Я быстро метнулся к стойке с оружием, второй раз за день надел пояс с саблей. Пистолеты оставались заряжены, я прихватил и их.
«Только бы успеть! — шептало сознание. — Лишь бы успеть!».
Задержавшись у двери, я отогнул плинтус и достал из-за него то, что украл у Марианны, пока она кувыркалась с Антони в дилижансе, — пузырёк со снотворным порошком. Всё, что происходило потом, казалось мне размытым маревом, в котором я скользил, будто бестелесный фантом. Пройдя по коридору на цыпочках, я спустился на первый этаж, а затем юркнул во флигель слуг. Майя и Анна не спали, я слышал их голоса за одной из дверей. Якоб тоже бодрствовал, из-под его двери несло кислятиной.
«Пьёт».
Обострившиеся к ночи чувства, подсказывали мне всё, что нужно. Я чувствовал себя пауком, чутко следящем за малейшим колебанием на его паутине. Комната Агаты. Я толкнул дверь, входя без стука. Она была там. Завидев меня, Агата вскочила с постели, глядя забитым зверьком. Один её глаз заплыл от гематомы, на щеке была глубокая ссадина. Я поднёс палец к губам. А затем упал на колени и обхватил женщину за талию, прижимаясь лицом к её животу.
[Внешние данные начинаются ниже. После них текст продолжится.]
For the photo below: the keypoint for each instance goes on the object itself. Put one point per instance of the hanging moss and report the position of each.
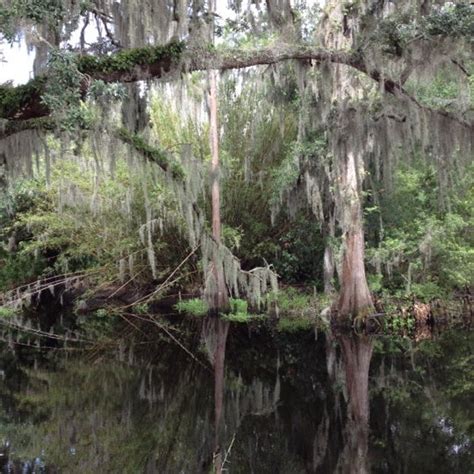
(16, 126)
(151, 153)
(126, 60)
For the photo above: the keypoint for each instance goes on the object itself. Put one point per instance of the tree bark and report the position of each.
(355, 300)
(219, 300)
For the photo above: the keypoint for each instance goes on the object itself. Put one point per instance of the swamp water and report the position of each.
(182, 396)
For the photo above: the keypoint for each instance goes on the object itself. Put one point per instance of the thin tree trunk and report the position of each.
(220, 298)
(329, 265)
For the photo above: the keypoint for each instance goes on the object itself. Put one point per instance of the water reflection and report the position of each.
(236, 399)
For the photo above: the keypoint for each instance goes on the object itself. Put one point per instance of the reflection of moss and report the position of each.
(194, 307)
(295, 324)
(126, 60)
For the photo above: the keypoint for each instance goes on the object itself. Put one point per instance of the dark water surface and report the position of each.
(190, 396)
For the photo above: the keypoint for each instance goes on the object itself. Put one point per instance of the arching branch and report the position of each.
(156, 62)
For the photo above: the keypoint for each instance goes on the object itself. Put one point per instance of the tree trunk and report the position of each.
(329, 265)
(355, 300)
(219, 299)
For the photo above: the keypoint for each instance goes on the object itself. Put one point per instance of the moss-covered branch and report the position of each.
(24, 102)
(137, 142)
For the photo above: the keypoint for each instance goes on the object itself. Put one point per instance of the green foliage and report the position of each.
(126, 60)
(451, 20)
(151, 153)
(238, 309)
(12, 99)
(427, 249)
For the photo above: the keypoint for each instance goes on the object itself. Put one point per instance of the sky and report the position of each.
(16, 62)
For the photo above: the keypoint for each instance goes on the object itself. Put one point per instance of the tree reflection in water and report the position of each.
(244, 400)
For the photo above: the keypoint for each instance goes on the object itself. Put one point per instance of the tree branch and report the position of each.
(155, 62)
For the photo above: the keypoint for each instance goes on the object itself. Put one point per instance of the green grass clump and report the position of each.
(238, 309)
(295, 324)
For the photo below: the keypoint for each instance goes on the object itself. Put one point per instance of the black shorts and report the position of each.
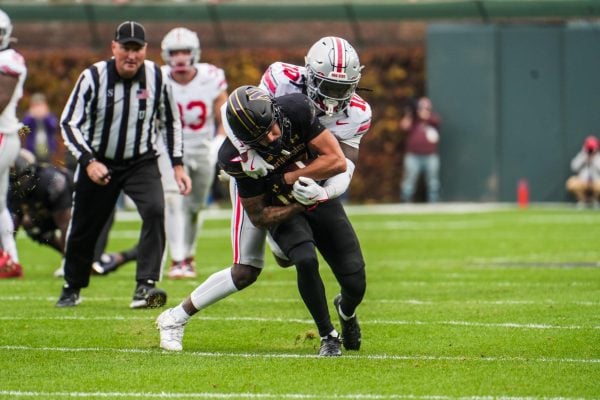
(329, 228)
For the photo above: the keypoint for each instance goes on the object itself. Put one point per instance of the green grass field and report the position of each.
(470, 305)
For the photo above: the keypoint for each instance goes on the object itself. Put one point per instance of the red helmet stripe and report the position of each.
(339, 54)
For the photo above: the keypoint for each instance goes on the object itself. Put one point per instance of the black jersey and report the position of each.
(49, 189)
(299, 125)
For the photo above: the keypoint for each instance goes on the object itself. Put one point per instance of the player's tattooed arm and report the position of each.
(263, 215)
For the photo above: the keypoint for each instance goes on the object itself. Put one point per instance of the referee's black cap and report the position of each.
(130, 31)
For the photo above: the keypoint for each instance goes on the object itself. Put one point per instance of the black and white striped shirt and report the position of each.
(117, 120)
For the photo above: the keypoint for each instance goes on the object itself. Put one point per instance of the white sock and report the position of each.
(332, 333)
(179, 314)
(7, 239)
(214, 288)
(344, 316)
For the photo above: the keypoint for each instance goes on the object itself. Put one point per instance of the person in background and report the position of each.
(13, 72)
(109, 125)
(585, 185)
(421, 126)
(44, 139)
(200, 89)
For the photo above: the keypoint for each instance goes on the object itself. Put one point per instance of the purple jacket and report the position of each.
(51, 124)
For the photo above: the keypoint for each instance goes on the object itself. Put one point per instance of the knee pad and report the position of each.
(304, 256)
(354, 285)
(244, 275)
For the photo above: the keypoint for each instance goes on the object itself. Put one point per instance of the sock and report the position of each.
(129, 255)
(179, 314)
(333, 333)
(214, 288)
(344, 316)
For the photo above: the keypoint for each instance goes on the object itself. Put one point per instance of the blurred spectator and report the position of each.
(585, 185)
(421, 125)
(44, 139)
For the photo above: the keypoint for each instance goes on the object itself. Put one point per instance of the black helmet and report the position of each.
(24, 164)
(250, 113)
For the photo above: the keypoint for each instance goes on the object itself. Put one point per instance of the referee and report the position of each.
(110, 125)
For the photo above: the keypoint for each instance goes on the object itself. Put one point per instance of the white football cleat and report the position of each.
(171, 331)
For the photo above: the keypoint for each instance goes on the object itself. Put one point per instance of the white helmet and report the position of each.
(333, 70)
(180, 39)
(5, 30)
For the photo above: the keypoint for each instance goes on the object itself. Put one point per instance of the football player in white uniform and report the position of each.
(330, 79)
(12, 77)
(199, 90)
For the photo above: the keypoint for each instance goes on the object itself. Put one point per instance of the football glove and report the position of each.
(276, 184)
(308, 192)
(254, 165)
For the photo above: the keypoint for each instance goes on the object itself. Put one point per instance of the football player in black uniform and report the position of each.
(39, 200)
(284, 130)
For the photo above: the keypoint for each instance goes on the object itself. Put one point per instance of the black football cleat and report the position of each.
(330, 347)
(351, 336)
(69, 297)
(148, 296)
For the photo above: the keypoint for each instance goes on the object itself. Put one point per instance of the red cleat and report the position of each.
(8, 267)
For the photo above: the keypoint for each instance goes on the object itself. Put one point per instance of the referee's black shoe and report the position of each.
(69, 297)
(351, 336)
(148, 296)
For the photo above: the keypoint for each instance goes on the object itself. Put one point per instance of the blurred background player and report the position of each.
(44, 139)
(585, 185)
(421, 125)
(39, 200)
(199, 90)
(12, 77)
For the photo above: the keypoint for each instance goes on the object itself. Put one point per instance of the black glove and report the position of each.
(276, 185)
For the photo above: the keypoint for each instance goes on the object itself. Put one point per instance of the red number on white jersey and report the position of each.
(199, 115)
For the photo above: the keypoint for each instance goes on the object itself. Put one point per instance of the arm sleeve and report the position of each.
(73, 116)
(169, 119)
(241, 147)
(338, 184)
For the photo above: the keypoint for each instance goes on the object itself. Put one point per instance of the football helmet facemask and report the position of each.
(5, 30)
(180, 39)
(251, 113)
(333, 71)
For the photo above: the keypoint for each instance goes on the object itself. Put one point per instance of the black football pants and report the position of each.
(328, 228)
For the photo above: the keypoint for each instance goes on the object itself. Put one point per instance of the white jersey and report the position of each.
(348, 126)
(195, 102)
(12, 64)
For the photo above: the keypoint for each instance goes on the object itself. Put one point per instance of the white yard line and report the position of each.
(416, 302)
(301, 356)
(511, 325)
(303, 396)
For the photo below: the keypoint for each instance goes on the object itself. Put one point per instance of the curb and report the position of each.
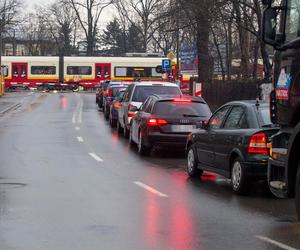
(11, 107)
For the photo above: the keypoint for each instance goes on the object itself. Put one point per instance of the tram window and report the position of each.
(154, 73)
(15, 71)
(136, 72)
(120, 71)
(98, 71)
(43, 70)
(23, 71)
(79, 70)
(106, 71)
(5, 70)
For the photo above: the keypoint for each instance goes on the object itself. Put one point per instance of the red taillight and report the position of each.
(258, 144)
(117, 105)
(181, 100)
(110, 92)
(156, 122)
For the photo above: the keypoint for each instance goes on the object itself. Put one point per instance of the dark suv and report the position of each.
(166, 121)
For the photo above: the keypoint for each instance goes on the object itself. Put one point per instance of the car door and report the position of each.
(229, 136)
(205, 140)
(137, 120)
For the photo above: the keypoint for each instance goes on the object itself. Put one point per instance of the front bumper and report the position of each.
(161, 139)
(256, 169)
(277, 178)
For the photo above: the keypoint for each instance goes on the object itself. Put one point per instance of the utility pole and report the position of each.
(177, 40)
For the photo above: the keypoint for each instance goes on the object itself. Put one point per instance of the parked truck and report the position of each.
(281, 29)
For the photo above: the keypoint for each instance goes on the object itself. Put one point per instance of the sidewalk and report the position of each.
(11, 101)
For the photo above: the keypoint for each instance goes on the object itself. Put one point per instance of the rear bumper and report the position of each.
(174, 140)
(277, 178)
(256, 169)
(114, 114)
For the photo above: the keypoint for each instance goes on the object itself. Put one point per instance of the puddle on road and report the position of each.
(33, 106)
(12, 184)
(102, 229)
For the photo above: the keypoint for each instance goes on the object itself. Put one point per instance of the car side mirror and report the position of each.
(134, 109)
(204, 125)
(273, 107)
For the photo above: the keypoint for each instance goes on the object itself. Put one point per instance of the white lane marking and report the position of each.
(77, 115)
(96, 157)
(79, 138)
(275, 243)
(150, 189)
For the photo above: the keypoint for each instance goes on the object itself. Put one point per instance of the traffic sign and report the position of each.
(166, 64)
(171, 55)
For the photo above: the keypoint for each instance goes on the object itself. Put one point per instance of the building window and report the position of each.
(136, 72)
(79, 70)
(43, 70)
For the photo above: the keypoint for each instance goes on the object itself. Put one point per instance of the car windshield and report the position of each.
(264, 114)
(142, 92)
(116, 90)
(190, 109)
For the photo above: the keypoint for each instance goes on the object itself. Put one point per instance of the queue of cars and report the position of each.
(232, 142)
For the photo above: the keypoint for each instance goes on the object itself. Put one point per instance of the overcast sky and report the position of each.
(107, 14)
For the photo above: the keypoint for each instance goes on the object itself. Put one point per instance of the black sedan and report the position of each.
(234, 144)
(166, 121)
(116, 104)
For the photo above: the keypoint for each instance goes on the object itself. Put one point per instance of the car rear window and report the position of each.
(184, 109)
(142, 92)
(264, 115)
(116, 90)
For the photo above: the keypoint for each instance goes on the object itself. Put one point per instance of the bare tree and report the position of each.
(88, 14)
(60, 20)
(143, 15)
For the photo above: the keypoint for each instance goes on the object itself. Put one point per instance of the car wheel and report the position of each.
(297, 198)
(106, 114)
(119, 128)
(192, 163)
(239, 181)
(112, 122)
(131, 142)
(142, 149)
(125, 131)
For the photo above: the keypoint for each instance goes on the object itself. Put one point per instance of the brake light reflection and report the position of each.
(63, 103)
(169, 219)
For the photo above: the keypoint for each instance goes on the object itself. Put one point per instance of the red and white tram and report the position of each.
(87, 71)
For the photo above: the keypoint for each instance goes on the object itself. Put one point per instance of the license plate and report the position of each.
(182, 128)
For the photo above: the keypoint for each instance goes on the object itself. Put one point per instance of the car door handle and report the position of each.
(229, 139)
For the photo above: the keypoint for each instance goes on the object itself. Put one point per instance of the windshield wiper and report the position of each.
(269, 126)
(190, 115)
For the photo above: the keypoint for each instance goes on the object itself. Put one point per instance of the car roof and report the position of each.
(150, 83)
(172, 97)
(249, 103)
(120, 85)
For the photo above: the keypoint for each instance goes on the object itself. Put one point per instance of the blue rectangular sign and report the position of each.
(166, 65)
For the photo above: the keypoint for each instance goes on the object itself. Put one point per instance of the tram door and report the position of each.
(102, 71)
(19, 72)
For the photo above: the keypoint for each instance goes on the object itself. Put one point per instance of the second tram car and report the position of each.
(33, 72)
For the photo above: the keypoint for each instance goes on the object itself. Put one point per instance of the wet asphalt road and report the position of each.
(68, 181)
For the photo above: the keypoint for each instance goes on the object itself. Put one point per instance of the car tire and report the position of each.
(131, 142)
(112, 122)
(125, 131)
(192, 163)
(106, 114)
(119, 127)
(142, 149)
(297, 192)
(239, 181)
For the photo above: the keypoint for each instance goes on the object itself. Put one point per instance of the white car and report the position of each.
(134, 97)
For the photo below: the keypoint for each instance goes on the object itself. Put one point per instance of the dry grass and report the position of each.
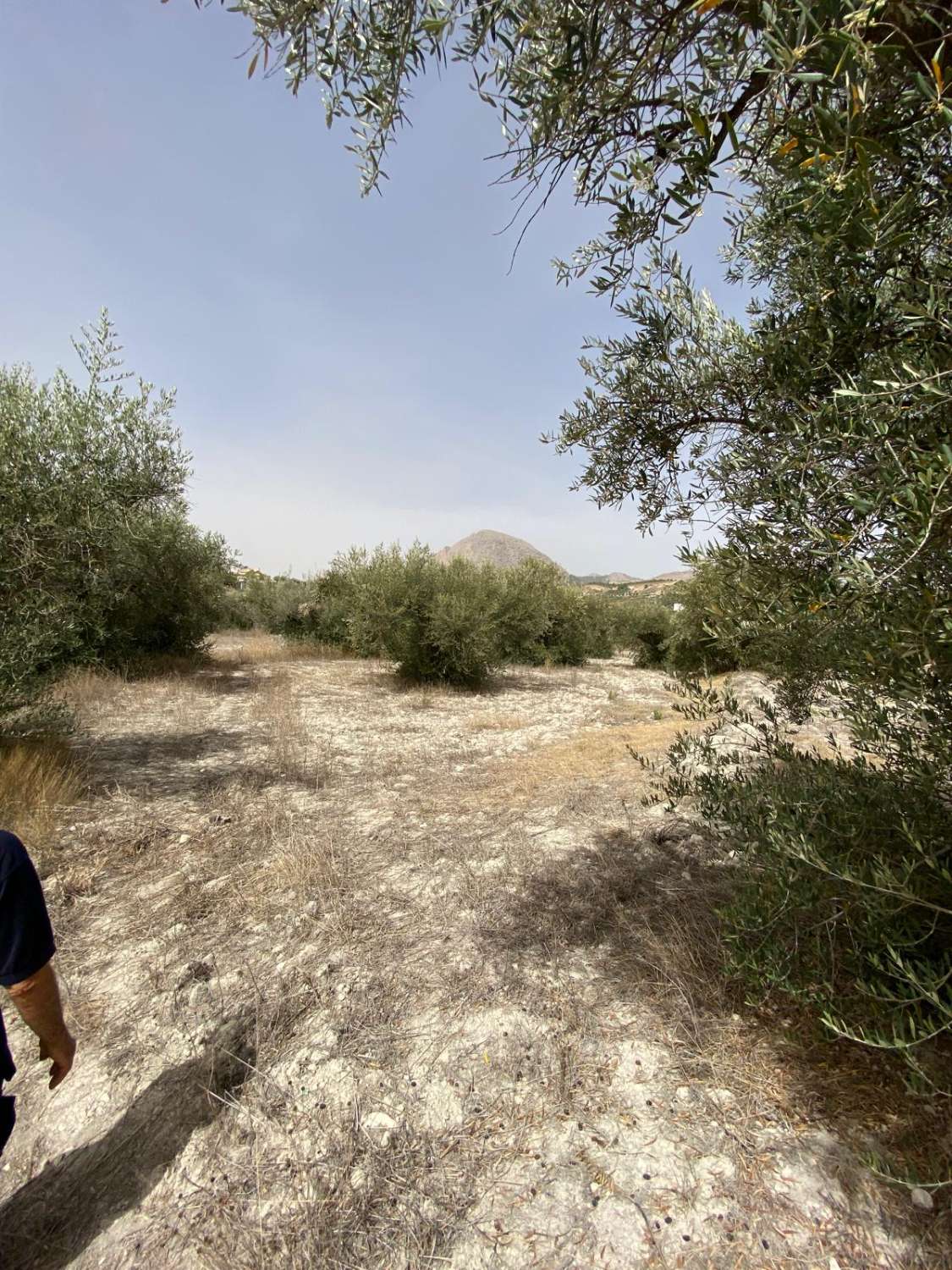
(479, 937)
(261, 648)
(38, 780)
(498, 721)
(294, 754)
(602, 756)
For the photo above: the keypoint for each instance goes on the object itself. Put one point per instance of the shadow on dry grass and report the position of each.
(50, 1221)
(647, 908)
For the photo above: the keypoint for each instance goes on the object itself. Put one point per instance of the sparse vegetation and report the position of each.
(101, 564)
(817, 433)
(451, 622)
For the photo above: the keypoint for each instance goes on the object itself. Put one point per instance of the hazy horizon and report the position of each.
(349, 371)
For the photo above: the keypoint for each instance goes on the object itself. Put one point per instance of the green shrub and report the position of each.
(437, 622)
(165, 579)
(99, 563)
(642, 625)
(845, 898)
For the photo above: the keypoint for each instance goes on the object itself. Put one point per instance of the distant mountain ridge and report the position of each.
(490, 546)
(503, 550)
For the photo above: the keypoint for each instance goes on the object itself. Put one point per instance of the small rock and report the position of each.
(922, 1199)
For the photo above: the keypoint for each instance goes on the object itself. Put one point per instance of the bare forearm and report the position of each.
(38, 1003)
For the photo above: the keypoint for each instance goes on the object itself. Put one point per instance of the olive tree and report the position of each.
(817, 434)
(96, 558)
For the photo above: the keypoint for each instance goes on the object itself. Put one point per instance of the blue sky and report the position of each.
(348, 370)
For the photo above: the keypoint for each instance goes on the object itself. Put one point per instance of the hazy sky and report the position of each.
(348, 370)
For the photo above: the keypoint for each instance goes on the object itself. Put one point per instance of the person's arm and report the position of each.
(37, 1000)
(25, 950)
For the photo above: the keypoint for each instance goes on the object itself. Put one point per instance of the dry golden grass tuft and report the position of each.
(261, 648)
(294, 752)
(38, 780)
(91, 691)
(597, 754)
(498, 721)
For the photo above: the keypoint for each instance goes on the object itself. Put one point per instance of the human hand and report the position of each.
(63, 1052)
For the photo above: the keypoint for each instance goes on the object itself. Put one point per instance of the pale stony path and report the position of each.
(444, 978)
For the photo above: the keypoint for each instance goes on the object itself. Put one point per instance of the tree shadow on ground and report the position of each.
(51, 1219)
(647, 903)
(187, 762)
(160, 765)
(647, 907)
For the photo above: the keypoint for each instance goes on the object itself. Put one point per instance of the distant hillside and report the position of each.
(632, 586)
(604, 579)
(489, 546)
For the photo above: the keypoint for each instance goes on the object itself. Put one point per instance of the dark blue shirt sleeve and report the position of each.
(25, 935)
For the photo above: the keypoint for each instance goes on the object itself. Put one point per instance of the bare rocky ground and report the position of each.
(373, 977)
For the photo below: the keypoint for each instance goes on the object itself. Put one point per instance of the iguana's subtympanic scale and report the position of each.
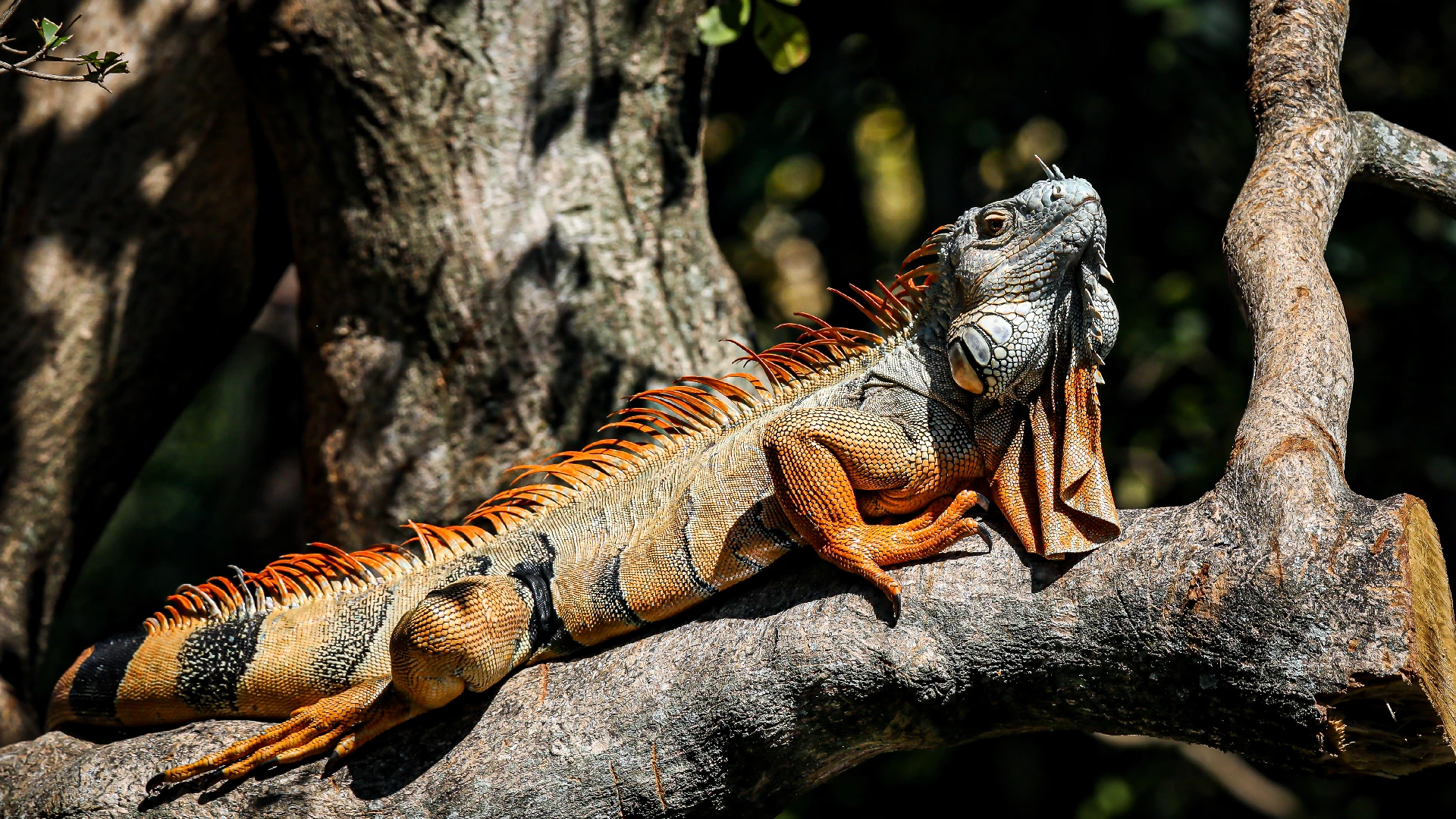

Мгновение она стояла, замерев… а потом её ласковые пальцы опустились мне на голову, зарываясь в волосы. Агата тихо всхлипнула. Поднявшись, я показал ей ладонь, поднимая с неё невидимый ключ. И… она кивнула. Если бы я мог кричать… Она порылась в подушке, а затем извлекла блеснувший в свете лучины на стене ключ. Я снова прижал палец к губам, увлекая Агату за собой. Её шершавая ладонь легла в мою. Агата дрожала от страха. Послышался приглушённый звон стекла.
«Началось! Они в доме».
Короткими перебежками, мы прошли весь первый этаж. Едва я потянулся к дверной ручке на кухню, как кто-то толкнул её, с другой стороны.
«Только не Антони!»
Выхватив саблю из ножен, я замер. Тёмный силуэт шагнул мне навстречу. Его левая рука касалась стены, а правая сжимала стилет. Но неизвестный душегуб не видел в темноте так, как я. Рука метнулась вперёд, разя убийцу в шею. Подхватив, начавшее заваливаться тело, я осторожно опустил его на пол. Позади испуганно пискнула Агата и потеряла сознание, с шумом упав, опрокидывая стоящую на столике вазу с цветами. Прозвучавший звон показался мне выстрелом из пушки! Я отбросил саблю, подхватил Агату на плечо и кинулся к двери погреба.